Обсуждение: reducing isolation tests runtime

Поиск
Список
Период
Сортировка

reducing isolation tests runtime

От
Alvaro Herrera
Дата:
On the subject of test total time, we could paralelize isolation tests.
Right now "make check" in src/test/isolation takes 1:16 on my machine.
Test "timeouts" takes full 40s of that, with nothing running in parallel
-- the machine is completely idle.

Seems like we can have a lot of time back just by changing the schedule
to use multiple tests per line (in particular, put the other slow tests
together with timeouts), per the attached; with this new schedule,
isolation takes 44 seconds in my machine -- a win of 32 seconds.  We can
win a couple of additional second by grouping a few other lines, but
this is the biggest win.

(This needs to be adjusted because some table names in the specs
conflict.)

-- 
Álvaro Herrera                https://www.2ndQuadrant.com/
PostgreSQL Development, 24x7 Support, Remote DBA, Training & Services

Вложения

Re: reducing isolation tests runtime

От
Robert Haas
Дата:
On Wed, Jan 24, 2018 at 6:10 PM, Alvaro Herrera <alvherre@alvh.no-ip.org> wrote:
> On the subject of test total time, we could paralelize isolation tests.
> Right now "make check" in src/test/isolation takes 1:16 on my machine.
> Test "timeouts" takes full 40s of that, with nothing running in parallel
> -- the machine is completely idle.
>
> Seems like we can have a lot of time back just by changing the schedule
> to use multiple tests per line (in particular, put the other slow tests
> together with timeouts), per the attached; with this new schedule,
> isolation takes 44 seconds in my machine -- a win of 32 seconds.  We can
> win a couple of additional second by grouping a few other lines, but
> this is the biggest win.
>
> (This needs to be adjusted because some table names in the specs
> conflict.)

Oh, cool.  Yes, the time the isolation tests take to run is quite
annoying.  I didn't realize it would be so easy to run it in parallel.

-- 
Robert Haas
EnterpriseDB: http://www.enterprisedb.com
The Enterprise PostgreSQL Company


Re: reducing isolation tests runtime

От
Tom Lane
Дата:
Robert Haas <robertmhaas@gmail.com> writes:
> On Wed, Jan 24, 2018 at 6:10 PM, Alvaro Herrera <alvherre@alvh.no-ip.org> wrote:
>> On the subject of test total time, we could paralelize isolation tests.
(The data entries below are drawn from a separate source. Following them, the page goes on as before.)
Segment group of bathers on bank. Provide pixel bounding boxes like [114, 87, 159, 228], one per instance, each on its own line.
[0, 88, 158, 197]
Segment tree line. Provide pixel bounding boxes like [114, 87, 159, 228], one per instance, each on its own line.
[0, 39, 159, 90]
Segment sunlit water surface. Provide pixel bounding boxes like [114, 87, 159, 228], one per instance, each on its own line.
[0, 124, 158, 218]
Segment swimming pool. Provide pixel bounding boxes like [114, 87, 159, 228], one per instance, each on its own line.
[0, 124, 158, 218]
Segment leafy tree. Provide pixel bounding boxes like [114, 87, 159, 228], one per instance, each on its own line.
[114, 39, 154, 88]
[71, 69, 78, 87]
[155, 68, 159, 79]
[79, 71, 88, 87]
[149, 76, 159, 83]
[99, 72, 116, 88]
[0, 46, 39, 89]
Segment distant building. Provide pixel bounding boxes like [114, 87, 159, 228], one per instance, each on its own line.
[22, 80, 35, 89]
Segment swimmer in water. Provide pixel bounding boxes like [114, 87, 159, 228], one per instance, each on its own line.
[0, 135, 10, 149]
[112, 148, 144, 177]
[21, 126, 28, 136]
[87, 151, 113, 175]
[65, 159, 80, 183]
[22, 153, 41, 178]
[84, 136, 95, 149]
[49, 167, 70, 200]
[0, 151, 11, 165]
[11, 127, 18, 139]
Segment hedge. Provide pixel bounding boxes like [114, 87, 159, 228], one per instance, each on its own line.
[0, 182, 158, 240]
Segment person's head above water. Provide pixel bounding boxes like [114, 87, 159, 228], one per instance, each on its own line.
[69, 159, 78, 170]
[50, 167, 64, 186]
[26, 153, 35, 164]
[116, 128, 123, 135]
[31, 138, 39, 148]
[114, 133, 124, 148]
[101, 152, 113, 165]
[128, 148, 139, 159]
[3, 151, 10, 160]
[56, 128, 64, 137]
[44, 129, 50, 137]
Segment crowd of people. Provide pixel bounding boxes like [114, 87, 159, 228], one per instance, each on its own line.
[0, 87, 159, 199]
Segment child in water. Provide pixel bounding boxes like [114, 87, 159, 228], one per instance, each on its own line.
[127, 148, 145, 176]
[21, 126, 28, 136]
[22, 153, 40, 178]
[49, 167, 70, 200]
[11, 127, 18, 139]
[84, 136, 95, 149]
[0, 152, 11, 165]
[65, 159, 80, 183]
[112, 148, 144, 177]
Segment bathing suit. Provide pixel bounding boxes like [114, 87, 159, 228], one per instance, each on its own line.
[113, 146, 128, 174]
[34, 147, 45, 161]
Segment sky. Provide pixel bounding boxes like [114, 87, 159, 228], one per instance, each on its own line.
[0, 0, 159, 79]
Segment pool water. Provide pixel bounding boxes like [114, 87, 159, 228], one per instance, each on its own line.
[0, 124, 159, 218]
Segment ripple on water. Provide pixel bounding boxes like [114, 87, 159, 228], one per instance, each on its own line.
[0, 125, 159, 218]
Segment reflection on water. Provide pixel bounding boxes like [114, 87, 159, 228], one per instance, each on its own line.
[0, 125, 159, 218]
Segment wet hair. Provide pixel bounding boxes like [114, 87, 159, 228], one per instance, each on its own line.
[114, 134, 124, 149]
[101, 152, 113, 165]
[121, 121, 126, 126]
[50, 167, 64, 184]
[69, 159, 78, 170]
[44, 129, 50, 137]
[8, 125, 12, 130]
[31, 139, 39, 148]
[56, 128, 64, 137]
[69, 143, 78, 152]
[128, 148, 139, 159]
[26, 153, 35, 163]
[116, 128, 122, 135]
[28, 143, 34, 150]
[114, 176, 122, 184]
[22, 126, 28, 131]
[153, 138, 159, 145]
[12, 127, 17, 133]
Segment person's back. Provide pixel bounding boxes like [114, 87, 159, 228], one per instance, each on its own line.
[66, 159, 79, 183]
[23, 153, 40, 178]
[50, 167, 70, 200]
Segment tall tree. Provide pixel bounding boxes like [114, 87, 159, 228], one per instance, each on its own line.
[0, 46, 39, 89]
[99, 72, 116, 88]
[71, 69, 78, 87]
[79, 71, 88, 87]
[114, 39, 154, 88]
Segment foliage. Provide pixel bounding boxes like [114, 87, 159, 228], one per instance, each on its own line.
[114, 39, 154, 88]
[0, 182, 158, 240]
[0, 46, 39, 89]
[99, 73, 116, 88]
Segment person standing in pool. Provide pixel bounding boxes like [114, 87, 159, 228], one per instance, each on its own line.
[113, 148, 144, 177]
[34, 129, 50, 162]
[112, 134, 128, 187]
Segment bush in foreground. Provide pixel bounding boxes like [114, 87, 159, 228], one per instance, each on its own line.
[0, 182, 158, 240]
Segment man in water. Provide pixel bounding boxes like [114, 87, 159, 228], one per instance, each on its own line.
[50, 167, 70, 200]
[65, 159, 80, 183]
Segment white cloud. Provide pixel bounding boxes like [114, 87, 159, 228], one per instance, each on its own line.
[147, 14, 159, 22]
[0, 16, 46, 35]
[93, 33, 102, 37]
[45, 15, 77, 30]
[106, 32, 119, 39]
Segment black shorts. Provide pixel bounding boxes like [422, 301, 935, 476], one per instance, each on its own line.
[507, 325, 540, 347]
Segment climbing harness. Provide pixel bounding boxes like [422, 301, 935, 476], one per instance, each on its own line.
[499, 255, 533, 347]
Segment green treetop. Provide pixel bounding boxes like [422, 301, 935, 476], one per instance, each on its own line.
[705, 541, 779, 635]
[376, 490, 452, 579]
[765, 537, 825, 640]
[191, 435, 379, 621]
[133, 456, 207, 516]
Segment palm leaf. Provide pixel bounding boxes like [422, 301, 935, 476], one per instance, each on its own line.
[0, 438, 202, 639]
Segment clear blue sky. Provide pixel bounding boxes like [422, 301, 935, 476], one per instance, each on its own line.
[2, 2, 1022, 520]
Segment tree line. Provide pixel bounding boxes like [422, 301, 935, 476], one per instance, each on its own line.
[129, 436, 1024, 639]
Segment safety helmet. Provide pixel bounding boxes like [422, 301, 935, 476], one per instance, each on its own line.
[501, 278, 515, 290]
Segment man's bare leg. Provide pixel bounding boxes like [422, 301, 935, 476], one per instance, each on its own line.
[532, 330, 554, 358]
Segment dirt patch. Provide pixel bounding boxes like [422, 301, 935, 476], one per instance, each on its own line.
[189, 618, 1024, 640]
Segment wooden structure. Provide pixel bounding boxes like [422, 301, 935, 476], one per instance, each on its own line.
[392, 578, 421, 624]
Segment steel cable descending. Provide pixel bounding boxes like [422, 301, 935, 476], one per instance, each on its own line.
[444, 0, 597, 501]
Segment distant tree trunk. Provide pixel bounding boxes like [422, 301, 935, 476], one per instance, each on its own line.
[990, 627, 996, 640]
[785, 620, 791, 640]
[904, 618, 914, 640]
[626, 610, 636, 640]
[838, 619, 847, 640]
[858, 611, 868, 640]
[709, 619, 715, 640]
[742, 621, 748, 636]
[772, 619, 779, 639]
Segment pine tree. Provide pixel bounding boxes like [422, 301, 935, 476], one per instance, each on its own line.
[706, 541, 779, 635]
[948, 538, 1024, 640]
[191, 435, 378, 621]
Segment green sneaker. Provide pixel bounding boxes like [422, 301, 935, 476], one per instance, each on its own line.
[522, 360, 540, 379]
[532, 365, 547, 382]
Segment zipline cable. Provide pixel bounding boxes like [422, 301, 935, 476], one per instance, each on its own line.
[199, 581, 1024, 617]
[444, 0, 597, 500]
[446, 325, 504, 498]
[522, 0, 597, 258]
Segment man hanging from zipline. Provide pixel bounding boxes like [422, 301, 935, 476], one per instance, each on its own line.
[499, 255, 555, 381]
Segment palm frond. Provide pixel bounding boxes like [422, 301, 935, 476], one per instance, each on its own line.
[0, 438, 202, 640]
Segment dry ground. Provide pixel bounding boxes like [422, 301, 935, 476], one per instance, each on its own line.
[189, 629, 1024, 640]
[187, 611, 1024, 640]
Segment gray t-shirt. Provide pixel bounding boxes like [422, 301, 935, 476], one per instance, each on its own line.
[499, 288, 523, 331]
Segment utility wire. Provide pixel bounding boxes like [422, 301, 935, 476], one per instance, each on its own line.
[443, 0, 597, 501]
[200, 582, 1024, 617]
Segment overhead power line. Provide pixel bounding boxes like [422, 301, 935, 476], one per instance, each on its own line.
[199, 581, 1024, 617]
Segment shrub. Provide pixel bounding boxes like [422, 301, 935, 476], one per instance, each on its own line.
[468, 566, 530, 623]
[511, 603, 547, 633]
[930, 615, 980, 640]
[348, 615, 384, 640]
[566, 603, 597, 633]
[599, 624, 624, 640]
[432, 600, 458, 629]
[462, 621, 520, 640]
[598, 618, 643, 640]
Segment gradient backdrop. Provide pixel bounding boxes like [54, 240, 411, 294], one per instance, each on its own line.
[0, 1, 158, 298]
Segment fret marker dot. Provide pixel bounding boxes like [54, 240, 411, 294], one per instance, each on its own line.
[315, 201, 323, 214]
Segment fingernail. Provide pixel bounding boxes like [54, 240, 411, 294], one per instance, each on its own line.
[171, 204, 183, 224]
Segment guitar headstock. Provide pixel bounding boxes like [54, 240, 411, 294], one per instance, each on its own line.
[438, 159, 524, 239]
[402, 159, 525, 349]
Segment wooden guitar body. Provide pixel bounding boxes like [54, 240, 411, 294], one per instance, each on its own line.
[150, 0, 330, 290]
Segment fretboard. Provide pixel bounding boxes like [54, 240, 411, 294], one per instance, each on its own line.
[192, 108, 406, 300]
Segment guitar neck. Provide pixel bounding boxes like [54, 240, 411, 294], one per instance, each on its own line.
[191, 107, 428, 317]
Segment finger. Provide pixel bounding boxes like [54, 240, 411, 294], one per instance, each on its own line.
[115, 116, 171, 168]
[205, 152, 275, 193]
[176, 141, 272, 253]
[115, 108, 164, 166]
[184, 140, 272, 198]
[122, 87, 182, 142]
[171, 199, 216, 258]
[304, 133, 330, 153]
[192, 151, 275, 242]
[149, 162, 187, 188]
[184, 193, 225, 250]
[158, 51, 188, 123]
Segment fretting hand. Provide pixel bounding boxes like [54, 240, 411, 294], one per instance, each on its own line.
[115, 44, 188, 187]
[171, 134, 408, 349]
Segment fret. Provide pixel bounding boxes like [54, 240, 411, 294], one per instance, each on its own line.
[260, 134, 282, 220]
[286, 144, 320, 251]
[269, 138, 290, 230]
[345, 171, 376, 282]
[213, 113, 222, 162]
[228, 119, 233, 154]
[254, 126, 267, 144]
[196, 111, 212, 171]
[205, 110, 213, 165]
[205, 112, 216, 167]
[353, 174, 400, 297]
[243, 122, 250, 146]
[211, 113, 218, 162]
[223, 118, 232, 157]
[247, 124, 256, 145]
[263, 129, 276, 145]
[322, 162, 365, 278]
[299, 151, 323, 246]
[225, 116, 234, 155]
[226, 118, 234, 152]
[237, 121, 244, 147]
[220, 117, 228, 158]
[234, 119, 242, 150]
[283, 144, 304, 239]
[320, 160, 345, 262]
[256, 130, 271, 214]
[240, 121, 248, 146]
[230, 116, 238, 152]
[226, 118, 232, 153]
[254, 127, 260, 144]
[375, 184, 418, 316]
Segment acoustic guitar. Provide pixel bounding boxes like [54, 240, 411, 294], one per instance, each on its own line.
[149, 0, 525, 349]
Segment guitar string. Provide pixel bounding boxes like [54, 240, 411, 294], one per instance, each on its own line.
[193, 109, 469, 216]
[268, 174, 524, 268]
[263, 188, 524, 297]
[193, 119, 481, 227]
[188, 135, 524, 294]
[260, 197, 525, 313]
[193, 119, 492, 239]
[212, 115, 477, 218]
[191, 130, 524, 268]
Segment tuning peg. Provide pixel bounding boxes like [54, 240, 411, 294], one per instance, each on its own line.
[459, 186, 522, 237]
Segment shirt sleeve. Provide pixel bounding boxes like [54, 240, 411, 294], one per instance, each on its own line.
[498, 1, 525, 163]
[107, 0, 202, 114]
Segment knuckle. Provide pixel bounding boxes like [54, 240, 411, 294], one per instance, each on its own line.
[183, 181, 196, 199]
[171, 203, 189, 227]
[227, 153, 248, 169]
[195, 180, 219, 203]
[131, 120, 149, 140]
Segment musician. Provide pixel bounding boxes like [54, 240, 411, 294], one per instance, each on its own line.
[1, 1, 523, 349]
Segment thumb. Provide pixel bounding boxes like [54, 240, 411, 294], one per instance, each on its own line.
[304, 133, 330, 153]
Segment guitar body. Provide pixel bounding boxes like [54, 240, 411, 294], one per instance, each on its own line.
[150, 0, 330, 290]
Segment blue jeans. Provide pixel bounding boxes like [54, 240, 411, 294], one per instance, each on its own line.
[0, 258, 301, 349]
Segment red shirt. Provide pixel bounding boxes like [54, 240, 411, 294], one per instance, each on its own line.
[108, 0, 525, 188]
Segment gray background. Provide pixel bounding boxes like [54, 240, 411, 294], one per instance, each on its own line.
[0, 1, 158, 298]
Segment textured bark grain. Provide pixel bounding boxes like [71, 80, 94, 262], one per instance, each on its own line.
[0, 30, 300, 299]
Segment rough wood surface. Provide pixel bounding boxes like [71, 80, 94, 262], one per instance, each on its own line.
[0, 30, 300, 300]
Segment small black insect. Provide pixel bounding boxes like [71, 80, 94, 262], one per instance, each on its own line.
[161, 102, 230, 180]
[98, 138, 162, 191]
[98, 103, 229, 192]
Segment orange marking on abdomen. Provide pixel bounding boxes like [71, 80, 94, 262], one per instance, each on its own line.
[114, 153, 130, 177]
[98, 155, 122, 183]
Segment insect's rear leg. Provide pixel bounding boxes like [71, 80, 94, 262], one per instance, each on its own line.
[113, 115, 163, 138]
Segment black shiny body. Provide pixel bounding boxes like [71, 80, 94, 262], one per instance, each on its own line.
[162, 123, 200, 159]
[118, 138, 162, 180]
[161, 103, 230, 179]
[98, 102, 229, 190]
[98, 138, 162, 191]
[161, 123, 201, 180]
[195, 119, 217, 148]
> Oh, cool.  Yes, the time the isolation tests take to run is quite
> annoying.  I didn't realize it would be so easy to run it in parallel.

+1 to both --- I hadn't realized we had enough infrastructure to do this
in parallel, either.

            regards, tom lane


Re: reducing isolation tests runtime

От
Tom Lane
Дата:
Alvaro Herrera <alvherre@alvh.no-ip.org> writes:
> On the subject of test total time, we could paralelize isolation tests.
> Right now "make check" in src/test/isolation takes 1:16 on my machine.
> Test "timeouts" takes full 40s of that, with nothing running in parallel
> -- the machine is completely idle.

BTW, one small issue there is that the reason the timeouts test is so
slow is that we have to use multi-second timeouts to be sure slower
buildfarm critters (eg valgrind animals) will get the expected results.
So I'm worried that if the machine isn't otherwise idle, we will get
random failures.

We could parallelize the rest of those tests and leave timeouts in its own
group.  That cuts the payback a lot :-( but might still be worth doing.
Or maybe tweak things so that the buildfarm runs a serial schedule but
manual testing doesn't.  Or we could debate how important the timeout
tests really are ... or think harder about how to make them reproducible.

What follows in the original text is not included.